Features are disabled mainly to rein in running times to something somewhat manageable.
Log Elapsed seconds Peak Memory/MB
1_1_yosys 4043 4528
2_1_floorplan 137 7208
2_2_floorplan_io 13 3090
2_4_floorplan_macro 711 7799
2_5_floorplan_tapcell 529 2144
2_6_floorplan_pdn 311 10416
3_1_place_gp_skip_io 21 3365
3_2_place_iop 28 4540
3_3_place_gp 6015 14747
3_4_place_resized 565 8064
3_5_place_dp 1222 12899
4_1_cts 449 13227
5_1_grt 5246 59714
5_2_fillcell 76 13239
5_3_route 18100 60493
6_1_merge 388 29685
6_report 6442 40855
generate_abstract 874 30833
Total 45170 60493
It sounds quite fragile. The amount of free memory may change quite dynamically (particularly on a multi-user system). It also depends on how expensive swapping is (and how large the working set is). Its also hard to know exactly how much memory drt will use in advance.
I was thinking more conservatively of (threads * memory/thread) < total system memory. Not even including free memory. Beyond that, you are guaranteed to dip into swap and risk significant slowdown. In an even more conservative case, at least a warning could be issued.
Is it hard to know how much memory it uses? When I was experimenting a while ago, it seemed pretty deterministic based on the technology, design size, and number of threads.
If I overestimate the usage and unnecessarily throttle the run I get a bug report. If I underestimate the memory and the run is slowed down or killed I get a bug report. I have to hit some goldilocks window every time. If you feel you can do that then please submit a PR (and plan to support it).
The user can control this via NUM_CORES now, right?
What about memory usage for the rest of the flow?
If I underestimate the memory and the run is slowed down or killed I get a bug report.
But that's the currently the case anyways 😆. If introduced, hopefully it would be less.
No such promise is made today and therefore nothing needs "fixing".
If I underestimate the memory and the run is slowed down or killed I get a bug report.
But that's the currently the case anyways 😆. If introduced, hopefully it would be less.
I think today there is a well defined behavior where the user has to make an annoying choice that has deterministic effects: NUM_CORES.
From a bug/feature request point of view, I think this is the least bad baseline. I can see how any change to this baseline(default behavior) practially(from a maintainers point of view) has to be only better and never worse.

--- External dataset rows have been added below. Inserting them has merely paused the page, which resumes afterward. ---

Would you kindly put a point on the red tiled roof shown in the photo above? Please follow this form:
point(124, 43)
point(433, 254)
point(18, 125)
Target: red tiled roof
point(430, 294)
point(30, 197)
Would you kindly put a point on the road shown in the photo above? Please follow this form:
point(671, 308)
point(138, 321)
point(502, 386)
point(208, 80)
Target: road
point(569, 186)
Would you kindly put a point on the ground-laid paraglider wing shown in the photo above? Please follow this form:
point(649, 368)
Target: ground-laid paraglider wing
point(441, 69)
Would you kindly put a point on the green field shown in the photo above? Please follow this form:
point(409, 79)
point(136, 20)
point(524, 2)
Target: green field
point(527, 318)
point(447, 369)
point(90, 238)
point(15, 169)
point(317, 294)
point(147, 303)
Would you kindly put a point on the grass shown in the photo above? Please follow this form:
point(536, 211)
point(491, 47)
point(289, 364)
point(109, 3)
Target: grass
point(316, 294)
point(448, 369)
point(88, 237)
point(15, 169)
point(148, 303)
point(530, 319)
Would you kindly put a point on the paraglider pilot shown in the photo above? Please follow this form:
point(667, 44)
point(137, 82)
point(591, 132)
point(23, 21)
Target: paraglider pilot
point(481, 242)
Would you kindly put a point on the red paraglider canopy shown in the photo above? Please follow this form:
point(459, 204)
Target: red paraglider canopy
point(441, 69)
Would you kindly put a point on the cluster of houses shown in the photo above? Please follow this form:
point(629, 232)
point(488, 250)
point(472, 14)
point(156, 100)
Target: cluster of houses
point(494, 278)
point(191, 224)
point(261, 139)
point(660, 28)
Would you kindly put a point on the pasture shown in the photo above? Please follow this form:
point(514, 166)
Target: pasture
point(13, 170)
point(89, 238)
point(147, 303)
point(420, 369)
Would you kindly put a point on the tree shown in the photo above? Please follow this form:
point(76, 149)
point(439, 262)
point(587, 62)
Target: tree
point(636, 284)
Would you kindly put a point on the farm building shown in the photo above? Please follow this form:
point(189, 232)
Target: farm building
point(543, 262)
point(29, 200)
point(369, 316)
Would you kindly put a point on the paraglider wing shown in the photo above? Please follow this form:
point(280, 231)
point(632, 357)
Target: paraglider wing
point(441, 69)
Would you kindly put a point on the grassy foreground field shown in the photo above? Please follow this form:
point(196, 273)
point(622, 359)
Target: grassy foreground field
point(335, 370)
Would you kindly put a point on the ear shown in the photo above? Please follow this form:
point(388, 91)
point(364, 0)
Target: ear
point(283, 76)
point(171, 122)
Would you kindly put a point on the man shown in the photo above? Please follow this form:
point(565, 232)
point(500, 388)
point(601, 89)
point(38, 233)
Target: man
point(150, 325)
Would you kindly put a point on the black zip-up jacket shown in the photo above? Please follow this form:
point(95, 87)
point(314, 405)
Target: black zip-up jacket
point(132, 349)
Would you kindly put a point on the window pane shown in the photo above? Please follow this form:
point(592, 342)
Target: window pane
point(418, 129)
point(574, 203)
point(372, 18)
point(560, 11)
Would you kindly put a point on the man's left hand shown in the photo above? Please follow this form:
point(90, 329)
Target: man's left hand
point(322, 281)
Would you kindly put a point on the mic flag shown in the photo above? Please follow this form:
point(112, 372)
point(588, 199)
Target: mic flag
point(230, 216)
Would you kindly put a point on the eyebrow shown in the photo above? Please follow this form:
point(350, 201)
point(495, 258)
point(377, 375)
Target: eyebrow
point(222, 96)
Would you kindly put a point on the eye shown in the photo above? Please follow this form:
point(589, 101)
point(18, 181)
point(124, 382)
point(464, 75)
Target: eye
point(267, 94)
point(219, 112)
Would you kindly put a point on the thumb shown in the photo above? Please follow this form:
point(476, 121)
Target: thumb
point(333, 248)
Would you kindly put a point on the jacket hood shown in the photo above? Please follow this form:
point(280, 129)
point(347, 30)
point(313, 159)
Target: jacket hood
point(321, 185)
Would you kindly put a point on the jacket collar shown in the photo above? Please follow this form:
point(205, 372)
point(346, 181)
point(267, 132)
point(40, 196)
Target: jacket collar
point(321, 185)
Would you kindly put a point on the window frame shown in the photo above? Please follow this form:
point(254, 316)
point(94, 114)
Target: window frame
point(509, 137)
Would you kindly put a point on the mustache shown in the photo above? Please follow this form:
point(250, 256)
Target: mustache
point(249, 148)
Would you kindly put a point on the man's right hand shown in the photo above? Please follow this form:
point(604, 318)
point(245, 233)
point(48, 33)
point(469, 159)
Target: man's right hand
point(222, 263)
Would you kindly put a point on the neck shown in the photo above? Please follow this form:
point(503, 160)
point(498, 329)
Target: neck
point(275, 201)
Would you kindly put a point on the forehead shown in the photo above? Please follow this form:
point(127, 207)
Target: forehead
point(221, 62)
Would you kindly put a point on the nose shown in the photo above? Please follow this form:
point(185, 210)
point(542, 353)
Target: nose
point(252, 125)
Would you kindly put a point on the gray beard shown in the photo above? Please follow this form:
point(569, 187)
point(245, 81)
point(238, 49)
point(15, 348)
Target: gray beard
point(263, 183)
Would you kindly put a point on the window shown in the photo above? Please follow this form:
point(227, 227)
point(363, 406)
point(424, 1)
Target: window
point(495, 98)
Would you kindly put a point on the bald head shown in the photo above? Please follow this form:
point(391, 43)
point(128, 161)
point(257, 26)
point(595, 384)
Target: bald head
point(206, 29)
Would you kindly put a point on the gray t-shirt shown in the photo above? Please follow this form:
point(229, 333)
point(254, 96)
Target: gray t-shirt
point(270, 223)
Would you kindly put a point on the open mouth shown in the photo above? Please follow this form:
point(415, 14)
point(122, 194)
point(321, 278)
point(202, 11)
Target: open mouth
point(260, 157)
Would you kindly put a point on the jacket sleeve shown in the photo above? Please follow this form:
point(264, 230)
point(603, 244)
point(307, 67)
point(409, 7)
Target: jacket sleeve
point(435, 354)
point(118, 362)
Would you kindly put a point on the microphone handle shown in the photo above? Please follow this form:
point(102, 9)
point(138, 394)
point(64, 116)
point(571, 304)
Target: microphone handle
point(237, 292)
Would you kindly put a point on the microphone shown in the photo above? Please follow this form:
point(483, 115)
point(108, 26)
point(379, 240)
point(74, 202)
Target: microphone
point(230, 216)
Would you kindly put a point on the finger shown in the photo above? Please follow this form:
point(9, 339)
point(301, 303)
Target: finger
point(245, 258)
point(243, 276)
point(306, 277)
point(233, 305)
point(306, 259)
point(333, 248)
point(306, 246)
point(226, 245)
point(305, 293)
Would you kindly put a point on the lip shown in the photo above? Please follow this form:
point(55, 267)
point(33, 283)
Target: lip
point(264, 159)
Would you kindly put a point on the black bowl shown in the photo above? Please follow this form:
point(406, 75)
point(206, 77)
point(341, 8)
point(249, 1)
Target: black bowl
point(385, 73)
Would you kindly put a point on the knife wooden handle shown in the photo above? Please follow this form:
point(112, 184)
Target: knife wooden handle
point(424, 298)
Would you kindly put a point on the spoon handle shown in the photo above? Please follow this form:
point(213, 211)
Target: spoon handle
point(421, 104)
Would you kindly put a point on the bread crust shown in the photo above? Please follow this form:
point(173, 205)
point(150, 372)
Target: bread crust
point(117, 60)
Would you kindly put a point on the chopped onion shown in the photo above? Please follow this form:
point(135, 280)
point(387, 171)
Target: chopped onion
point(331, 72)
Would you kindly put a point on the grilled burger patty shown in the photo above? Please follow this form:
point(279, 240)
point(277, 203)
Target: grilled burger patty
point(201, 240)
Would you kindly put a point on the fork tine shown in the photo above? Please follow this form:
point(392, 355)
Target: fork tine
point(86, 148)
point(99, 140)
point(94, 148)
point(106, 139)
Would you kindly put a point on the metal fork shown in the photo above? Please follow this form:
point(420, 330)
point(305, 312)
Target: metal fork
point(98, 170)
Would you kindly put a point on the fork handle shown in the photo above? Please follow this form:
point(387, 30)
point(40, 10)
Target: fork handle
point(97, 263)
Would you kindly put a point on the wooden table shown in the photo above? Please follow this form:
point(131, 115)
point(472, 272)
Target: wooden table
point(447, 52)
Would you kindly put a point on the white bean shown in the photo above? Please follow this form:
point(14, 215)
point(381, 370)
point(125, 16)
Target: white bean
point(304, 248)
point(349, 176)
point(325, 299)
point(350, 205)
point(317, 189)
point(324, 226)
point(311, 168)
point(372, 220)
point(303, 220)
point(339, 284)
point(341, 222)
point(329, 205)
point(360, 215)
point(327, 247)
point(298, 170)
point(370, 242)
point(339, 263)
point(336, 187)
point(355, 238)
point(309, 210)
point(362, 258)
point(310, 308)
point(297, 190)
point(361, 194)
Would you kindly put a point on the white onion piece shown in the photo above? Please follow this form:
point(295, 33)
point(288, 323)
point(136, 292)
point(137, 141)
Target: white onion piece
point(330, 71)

In bazel-orfs, I can easily specify NUM_CORES per stage(floorplan, place, route, etc.), the same is possible in ORFS, but requires writing a script that runs one make comand per stage(not a big deal for a flow that is memory constrainted, which probably also runs for a very long time).
Perhaps the final summary report could include "marginal memory cost/core"?
The marginal memory cost per core refers to the additional memory consumption incurred by adding one more processing core to a system
That would require some extra logging by e.g. detailed routing based upon knowledge of the memory consumption.
The user can then choose to modify NUM_CORES for the problematic stage.
Come to think of it: if the marginal memory cost per CPU can't be estimated and reported, then it isn't possible to implement a policy to select the "best" number of CPUs as constrained by available memory.
If the marginal speedup per core can be estimated(assuming roughly linear for simplication) and the marginal memory cost can be estimated and reported, then it is possible for the user to decide on a NUM_CORES tradeof manually. Currently a maximum speed policy is in place(use all cores) and a minimum memory usage could be estimated in a column. If the peak memory usage isn't reduced(grt doesn't use parallelism, does it?), then the user would know that nothing is gained as such by reducing parallelism.
In fact, it would be easy to run an experiment. Run a bunch of runs w NUM_CORES w 1 through number of cores and plot run times and memory usage for each stage... Should tell a lot...
This is all predicated on the idea that there is some fixed cost per thread and that it remains a constant across iterations. I'm not clear either is true but am open to see your results.
This issue is getting taken over by an unrelated request. If people want to pursue it then it should be a separate issue.
Hello, I would like to work on this issue, however from the conversation its not clear what is the final request for this issue. To summarize what I understood it's that for the following commands runtime and memory usage should be logged from within the commands and the rest of the conversation is considered as a separate request.
global_place
rtl_macro_placer
repair_design
repair_timing
global_route
detailed_route
Could you please confirm if this is the case?
I think that would be good start. People can request more commands if they see long runtimes.
I'll be pretty forceful here and say this should be an option you need to enable, and not default behavior.
Why? drt already does this, how are extra commands different?
Hi all, I have started working on this one.
Description
Every “long running” command should report how long it took to run it. The goal would be to be able to easily compare log files from different runs. E.g. vimdiff dir[12]/log or grep runtime dir2/log > dir2/runtime diff dir[12]/runtime
Suggested Solution
Currently there seems to be a way to get ORFS to report runtime and memory usage. But this relies on running the openroad executable for each and every step. And it's not "built into" openroad, it relies on external scripting. It should be possible to have one OR tcl script to run "the whole flow" and still get this information in the log.
Additional Context
No response